I've traded being about an hour from the Gulf of Mexico to having rocky New England beaches within five minutes' walk; the sandy ones are slightly further. I need to a camera that is not attached to a phone to document my adventures and interactions with local tide pool denizens and waterfowl.

So far I have only met cod inside tanks awaiting their doom.

For those of you who are familiar with this area of the U.S., feel free to provide recommendations for food, drink, cultural events, etc, to a Southerner who's in stage 1 of culture shock. I wish I could just wander around here and look at stuff full-time.

In the meantime, here's STUFF:


Walking Trilobite animation ©2000 by S. M. Gon III
maintainer of the glorious Trilobites.info

You will never see another person as excited or enamored by trilobites as Dr. Fortey. This book made me so happy because you could practically hear him flailing with trilohappiness through every page, including inspired poetic descriptions of them. There are few things more wonderful than to listen to an expert who truly loves their subject talk about it; you will know it when you encounter it, it is unmistakable. 

I recently finished reading Fortey's Life: A Natural History of the First Four Billion Years of Life on Earth and every time he mentions trilobites a bit of that unbridled love shines through. This man's work is a joy to read and he makes me laugh while educating me about stuff ("stuff" is my favorite noun right now).

 I love Cambrian sea images and dioramas so, so much.

Along similar lines, go read Stephen Jay Gould's Wonderful Life: The Burgess Shale and the History of Life, which Fortey often refers to. I'm aware of the controversy and issues surrounding Gould and punctuated equilibrium, but that's not what I read the book for, nor is it an issue I'm qualified or interested in arguing about: I'm there for Burgess Shale beasties and the drama of their discovery!

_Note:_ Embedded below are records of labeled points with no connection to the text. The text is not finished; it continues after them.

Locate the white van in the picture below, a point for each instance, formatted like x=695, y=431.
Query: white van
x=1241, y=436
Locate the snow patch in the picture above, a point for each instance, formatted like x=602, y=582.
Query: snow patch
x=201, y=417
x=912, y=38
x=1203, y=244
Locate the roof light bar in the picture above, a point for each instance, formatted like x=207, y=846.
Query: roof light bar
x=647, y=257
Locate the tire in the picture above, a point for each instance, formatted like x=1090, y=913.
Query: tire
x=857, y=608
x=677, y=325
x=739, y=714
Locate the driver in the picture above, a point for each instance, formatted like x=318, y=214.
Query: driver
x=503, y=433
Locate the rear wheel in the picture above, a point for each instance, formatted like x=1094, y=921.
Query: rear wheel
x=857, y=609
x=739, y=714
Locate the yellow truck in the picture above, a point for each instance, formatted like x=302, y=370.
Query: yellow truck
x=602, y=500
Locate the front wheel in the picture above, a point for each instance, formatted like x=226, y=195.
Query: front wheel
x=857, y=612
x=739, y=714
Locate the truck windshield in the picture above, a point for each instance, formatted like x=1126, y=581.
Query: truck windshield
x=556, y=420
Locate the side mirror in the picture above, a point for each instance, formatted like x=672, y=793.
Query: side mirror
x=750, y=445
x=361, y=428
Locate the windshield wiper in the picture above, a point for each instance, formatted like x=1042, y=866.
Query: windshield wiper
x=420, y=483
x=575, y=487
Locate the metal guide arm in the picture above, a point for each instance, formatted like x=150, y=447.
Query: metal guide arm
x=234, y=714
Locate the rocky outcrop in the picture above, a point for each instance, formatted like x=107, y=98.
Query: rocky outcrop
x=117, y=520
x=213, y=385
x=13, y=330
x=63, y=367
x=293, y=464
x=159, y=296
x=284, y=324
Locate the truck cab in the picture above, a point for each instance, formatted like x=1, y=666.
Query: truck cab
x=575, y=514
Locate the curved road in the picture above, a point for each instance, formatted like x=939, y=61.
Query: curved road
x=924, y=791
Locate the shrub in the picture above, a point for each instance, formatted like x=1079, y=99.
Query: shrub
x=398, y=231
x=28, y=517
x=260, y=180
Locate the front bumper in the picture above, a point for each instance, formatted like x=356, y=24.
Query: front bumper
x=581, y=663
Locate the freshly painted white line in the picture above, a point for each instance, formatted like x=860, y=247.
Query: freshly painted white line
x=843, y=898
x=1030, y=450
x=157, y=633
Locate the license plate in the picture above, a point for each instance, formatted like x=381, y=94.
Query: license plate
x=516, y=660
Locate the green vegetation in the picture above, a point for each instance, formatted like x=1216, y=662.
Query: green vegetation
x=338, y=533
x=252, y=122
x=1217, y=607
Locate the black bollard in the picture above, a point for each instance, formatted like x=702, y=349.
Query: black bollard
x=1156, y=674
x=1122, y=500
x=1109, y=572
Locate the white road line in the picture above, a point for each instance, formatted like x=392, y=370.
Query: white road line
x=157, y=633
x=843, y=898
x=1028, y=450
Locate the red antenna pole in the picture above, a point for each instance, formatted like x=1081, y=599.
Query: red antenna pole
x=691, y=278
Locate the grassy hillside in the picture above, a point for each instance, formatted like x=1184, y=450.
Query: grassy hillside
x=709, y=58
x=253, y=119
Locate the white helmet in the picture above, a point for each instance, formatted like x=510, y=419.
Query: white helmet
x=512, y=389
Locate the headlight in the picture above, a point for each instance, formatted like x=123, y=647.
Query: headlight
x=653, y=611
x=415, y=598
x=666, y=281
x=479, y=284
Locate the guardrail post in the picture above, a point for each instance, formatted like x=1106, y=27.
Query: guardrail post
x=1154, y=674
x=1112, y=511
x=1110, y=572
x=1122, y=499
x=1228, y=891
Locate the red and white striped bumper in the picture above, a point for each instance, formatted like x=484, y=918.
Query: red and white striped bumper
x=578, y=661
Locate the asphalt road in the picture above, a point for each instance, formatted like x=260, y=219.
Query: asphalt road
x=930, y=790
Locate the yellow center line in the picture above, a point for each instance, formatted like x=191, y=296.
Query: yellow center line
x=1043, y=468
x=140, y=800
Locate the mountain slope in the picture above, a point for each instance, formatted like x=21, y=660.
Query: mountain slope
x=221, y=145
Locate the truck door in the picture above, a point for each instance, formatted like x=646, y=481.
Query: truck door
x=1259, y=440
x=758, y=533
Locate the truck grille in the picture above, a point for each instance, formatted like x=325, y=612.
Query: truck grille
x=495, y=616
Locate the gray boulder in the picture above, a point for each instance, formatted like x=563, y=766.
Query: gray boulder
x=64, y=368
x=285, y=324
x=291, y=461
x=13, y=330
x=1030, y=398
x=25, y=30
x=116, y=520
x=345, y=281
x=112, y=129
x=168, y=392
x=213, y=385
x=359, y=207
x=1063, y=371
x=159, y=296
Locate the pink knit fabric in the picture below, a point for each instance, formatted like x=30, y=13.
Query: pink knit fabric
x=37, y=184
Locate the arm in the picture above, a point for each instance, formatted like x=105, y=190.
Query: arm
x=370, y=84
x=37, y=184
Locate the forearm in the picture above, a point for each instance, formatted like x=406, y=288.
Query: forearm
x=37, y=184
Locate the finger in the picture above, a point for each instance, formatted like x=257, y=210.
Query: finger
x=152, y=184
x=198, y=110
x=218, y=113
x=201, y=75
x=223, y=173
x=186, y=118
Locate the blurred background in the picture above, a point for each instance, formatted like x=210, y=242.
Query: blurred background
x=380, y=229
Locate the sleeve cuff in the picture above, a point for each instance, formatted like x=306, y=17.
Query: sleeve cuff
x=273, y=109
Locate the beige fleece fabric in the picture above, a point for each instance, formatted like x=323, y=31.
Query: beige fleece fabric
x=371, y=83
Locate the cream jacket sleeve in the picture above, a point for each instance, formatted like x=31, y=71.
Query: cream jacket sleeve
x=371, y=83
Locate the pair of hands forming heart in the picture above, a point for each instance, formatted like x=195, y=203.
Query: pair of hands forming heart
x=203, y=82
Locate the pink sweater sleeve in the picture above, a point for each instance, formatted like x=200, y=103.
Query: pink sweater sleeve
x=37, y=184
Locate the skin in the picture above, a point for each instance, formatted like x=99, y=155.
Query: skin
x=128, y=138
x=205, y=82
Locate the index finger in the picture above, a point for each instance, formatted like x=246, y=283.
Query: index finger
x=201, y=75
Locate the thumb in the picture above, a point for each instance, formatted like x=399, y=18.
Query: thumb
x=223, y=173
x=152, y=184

Do you want to read about my power animal Anomalocaris? Of course you do! It's a bit dated (1990), but the history of the discovery of the Burgess Shale organisms and the publishing of monographs on them still stands true. I found this book wildly compelling and it was one of the best I read last year.

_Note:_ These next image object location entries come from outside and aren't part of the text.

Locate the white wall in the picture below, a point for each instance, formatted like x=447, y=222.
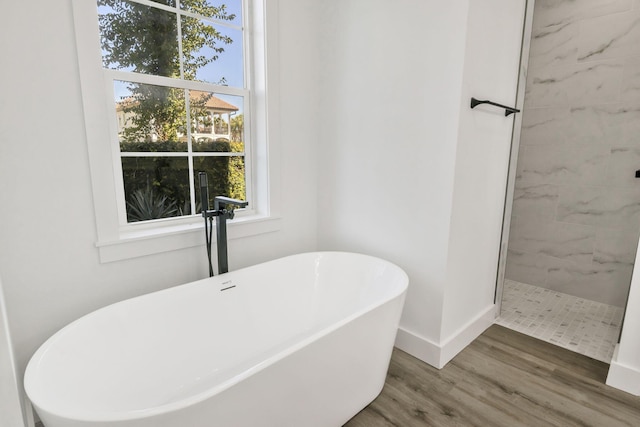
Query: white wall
x=48, y=258
x=411, y=176
x=11, y=414
x=624, y=371
x=390, y=101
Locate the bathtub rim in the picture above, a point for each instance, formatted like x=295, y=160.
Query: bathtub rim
x=273, y=355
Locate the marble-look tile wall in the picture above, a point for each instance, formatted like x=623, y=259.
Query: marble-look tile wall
x=576, y=211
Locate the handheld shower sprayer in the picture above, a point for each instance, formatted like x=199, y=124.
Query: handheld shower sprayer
x=222, y=209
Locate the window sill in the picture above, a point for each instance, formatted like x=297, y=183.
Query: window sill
x=171, y=238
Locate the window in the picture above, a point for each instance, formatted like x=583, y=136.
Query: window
x=168, y=130
x=168, y=92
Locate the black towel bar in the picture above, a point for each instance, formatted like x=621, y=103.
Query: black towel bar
x=507, y=110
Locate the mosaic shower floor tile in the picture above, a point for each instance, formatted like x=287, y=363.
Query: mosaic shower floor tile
x=586, y=327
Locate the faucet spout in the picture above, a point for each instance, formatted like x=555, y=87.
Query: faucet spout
x=224, y=207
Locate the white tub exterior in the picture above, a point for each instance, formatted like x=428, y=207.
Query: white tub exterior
x=302, y=340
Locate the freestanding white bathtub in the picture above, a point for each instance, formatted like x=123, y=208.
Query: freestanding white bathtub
x=300, y=341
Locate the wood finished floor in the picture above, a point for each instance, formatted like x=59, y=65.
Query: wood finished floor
x=503, y=378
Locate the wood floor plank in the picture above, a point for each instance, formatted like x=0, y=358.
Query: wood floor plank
x=503, y=378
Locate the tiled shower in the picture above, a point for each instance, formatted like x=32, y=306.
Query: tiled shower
x=576, y=212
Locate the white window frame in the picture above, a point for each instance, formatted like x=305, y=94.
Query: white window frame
x=118, y=241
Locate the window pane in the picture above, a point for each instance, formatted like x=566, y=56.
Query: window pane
x=222, y=10
x=212, y=53
x=138, y=38
x=225, y=176
x=150, y=118
x=156, y=187
x=217, y=122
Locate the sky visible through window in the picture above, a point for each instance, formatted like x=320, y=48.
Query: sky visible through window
x=228, y=69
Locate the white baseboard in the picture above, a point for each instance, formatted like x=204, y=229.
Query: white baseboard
x=439, y=354
x=623, y=377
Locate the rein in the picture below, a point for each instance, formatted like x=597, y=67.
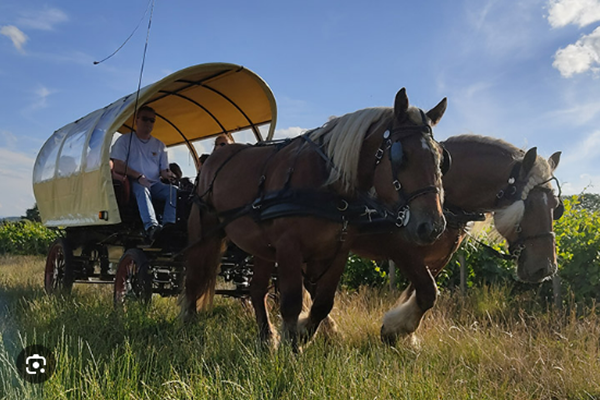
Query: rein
x=402, y=209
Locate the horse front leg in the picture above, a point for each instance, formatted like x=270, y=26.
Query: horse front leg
x=322, y=291
x=259, y=287
x=289, y=271
x=405, y=318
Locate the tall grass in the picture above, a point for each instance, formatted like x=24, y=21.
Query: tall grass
x=483, y=346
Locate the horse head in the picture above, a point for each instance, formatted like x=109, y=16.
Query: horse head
x=527, y=222
x=408, y=169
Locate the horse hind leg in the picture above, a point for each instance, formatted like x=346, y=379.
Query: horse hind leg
x=323, y=294
x=202, y=262
x=259, y=287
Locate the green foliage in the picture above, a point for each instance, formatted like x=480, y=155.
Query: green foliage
x=484, y=267
x=360, y=271
x=25, y=237
x=578, y=243
x=33, y=214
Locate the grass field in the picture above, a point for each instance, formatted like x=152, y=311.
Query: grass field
x=483, y=346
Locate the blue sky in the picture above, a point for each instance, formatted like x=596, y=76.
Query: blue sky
x=524, y=71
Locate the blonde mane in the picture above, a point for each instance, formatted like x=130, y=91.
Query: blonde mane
x=342, y=139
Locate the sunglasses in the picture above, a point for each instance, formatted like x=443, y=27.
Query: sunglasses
x=148, y=119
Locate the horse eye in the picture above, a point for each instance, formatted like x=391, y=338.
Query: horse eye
x=396, y=155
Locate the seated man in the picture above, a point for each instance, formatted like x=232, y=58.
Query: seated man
x=143, y=158
x=223, y=140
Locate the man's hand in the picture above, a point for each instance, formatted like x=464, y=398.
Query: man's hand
x=168, y=175
x=142, y=180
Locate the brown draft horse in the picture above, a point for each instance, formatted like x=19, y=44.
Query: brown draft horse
x=275, y=203
x=487, y=176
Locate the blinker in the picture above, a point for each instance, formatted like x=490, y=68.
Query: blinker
x=396, y=156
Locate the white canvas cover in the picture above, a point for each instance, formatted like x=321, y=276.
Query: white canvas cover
x=72, y=180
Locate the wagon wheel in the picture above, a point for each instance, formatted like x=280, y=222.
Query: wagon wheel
x=58, y=275
x=132, y=281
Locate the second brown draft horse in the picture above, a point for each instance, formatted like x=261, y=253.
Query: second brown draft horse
x=487, y=176
x=299, y=203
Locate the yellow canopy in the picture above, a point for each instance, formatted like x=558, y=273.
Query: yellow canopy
x=71, y=179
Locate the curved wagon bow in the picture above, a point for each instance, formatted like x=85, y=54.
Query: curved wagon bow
x=75, y=187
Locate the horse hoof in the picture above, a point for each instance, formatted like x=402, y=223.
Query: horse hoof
x=389, y=338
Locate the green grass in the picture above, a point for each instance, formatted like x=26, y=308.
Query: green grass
x=483, y=346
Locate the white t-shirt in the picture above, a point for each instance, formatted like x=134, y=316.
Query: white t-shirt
x=148, y=157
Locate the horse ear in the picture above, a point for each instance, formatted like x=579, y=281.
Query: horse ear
x=528, y=161
x=401, y=104
x=436, y=113
x=554, y=160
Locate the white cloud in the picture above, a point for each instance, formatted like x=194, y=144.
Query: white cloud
x=580, y=57
x=580, y=12
x=581, y=183
x=9, y=139
x=288, y=132
x=16, y=35
x=42, y=20
x=15, y=173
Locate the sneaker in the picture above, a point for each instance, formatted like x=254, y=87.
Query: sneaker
x=153, y=232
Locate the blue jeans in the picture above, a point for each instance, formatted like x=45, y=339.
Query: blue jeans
x=158, y=191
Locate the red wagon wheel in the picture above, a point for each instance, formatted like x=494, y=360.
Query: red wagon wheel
x=58, y=275
x=132, y=281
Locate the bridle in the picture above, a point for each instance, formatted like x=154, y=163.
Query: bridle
x=401, y=209
x=511, y=192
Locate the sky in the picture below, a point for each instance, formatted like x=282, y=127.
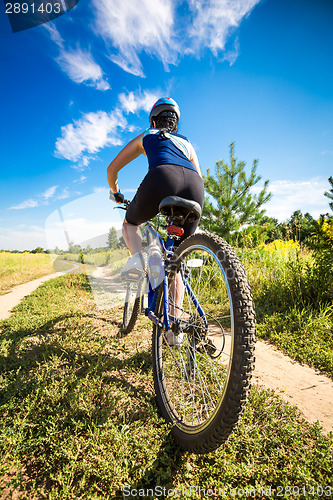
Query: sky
x=75, y=90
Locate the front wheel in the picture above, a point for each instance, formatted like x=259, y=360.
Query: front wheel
x=203, y=378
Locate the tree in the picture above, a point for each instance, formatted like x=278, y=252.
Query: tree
x=112, y=239
x=235, y=205
x=329, y=193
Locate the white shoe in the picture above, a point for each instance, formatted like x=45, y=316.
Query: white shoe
x=173, y=339
x=134, y=267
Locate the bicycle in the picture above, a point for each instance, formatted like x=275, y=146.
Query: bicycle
x=202, y=369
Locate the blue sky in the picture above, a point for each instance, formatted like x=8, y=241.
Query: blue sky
x=75, y=90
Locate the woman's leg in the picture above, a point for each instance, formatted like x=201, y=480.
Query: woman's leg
x=132, y=237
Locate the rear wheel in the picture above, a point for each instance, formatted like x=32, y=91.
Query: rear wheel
x=202, y=381
x=132, y=305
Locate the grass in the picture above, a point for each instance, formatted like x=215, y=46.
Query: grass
x=290, y=313
x=18, y=268
x=79, y=418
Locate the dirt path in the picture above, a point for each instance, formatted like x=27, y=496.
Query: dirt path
x=299, y=385
x=12, y=298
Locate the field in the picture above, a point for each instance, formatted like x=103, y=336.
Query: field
x=17, y=268
x=79, y=418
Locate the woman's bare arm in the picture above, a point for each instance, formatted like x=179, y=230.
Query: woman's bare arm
x=131, y=151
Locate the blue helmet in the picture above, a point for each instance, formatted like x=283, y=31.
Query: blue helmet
x=164, y=104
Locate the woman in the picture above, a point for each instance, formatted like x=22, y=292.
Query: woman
x=173, y=171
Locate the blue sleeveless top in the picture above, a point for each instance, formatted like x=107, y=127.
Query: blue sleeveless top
x=167, y=148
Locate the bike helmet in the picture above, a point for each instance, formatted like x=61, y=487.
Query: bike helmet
x=164, y=104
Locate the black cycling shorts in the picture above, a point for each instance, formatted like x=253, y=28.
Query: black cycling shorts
x=162, y=181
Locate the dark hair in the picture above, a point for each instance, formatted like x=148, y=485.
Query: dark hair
x=167, y=120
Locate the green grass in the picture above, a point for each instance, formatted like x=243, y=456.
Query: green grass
x=289, y=311
x=18, y=268
x=79, y=418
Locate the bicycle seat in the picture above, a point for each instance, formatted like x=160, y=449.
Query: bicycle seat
x=175, y=206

TONMOCON IV - October 7-9th, 2011, Washington D.C., USA. Admission is $15. Regular readers and fellow ocean dorks will know that TONMO refers to The Octopus News Magazine Online, one of the Internet's premier resources and gatherings of cephalopod enthusiasts. This convention is right up my alley and I sorely wish I could attend to hang out with/terrify fellow cephnerds.  Alas, cruel geography prevents me. I encourage all to attend and spread the signal to interested parties.

Speaking of Kubodera & Mori (the zoologists responsible for that image of a living giant squid up there), I strongly recommend all cephalopod dorks who haven't read China MiƩville's Kraken do so in short order. You do not have to be a cephalopod dork to like it, but it really does help. It is fiction but sometimes you have to read fiction or your brain will melt under the sheer weight of science.